No es de extrañar, entonces, que en una sociedad en la que se alienta la
separación del sexo del amor de amistad, Dios desaparezca del horizonte
cultural.
El uso desordenado del sexo
es una fuerza destructiva, de las peores que pueden afectar a una comunidad. Se
naturaliza la idea de que el matrimonio -entre hombre y mujer- ya no es el
ámbito que corresponde a aquella relación íntima; ahora se lo remplaza por la
«pareja», hasta el lenguaje cotidiano registra el cambio. La sexual revolution,
con origen en Estados Unidos, ha ganado sociedades enteras, en las que el sexo
es el centro del interés; en su versión oficializada de la ideología de género
arrasa las convicciones naturales de los jóvenes, y del común de las personas
honestas, que justifican el comportamiento desordenado en virtud de un
subjetivismo egoísta que los medios de comunicación difunden como si fuera la
inspiración normal de la conducta humana. El cuerpo y los placeres gozan de
todos los derechos; el orden objetivo y la naturaleza que lo establece no son
espontáneamente reconocidos y aceptados como principios de conducta.
La antropología cristiana
incluye una enseñanza amplia, positiva y bella sobre el cuerpo, el sexo, y el
amor.
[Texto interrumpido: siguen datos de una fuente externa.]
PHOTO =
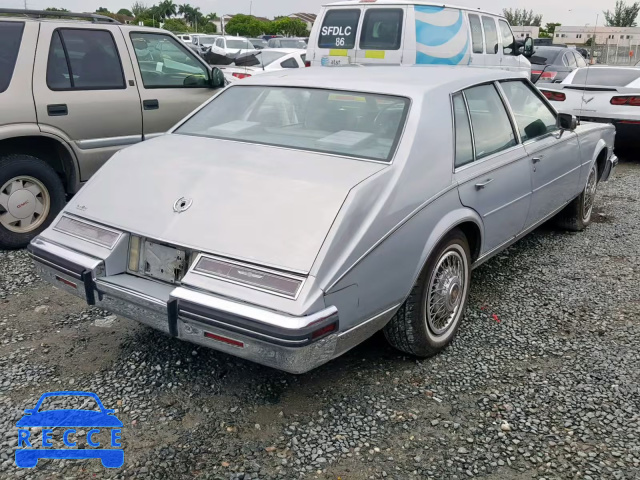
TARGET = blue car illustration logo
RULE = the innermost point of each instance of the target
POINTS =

Juan Pablo II ha dedicado dos años a catequesis semanales sobre esa
temática. Pero, indudablemente, no es fácil convertirla en experiencia vivida en
una sociedad pansexualizada y erotizada artificialmente. Peor aún, por temor a
quedar desubicados, los pastores de la Iglesia no asumen esas verdades en la
predicación y la formación permanente de los fieles. No advierten la necesidad
y la urgencia de desarrollar una contracultura, difundiendo los valores
naturales y cristianos, y prestando su apoyo a los grupos que se empeñan en
hacerlo.
Parece que todo eso ha
entrado en cuarentena.
Mons. Héctor Aguer,
Arzobispo emérito de La Plata
Académico de Número de la
Academia Nacional de Ciencias Morales y Políticas.
Académico Correspondiente de
la Academia de Ciencias y Artes de San Isidro.
Académico Honorario de la
Pontificia Academia de Santo Tomás de Aquino (Roma).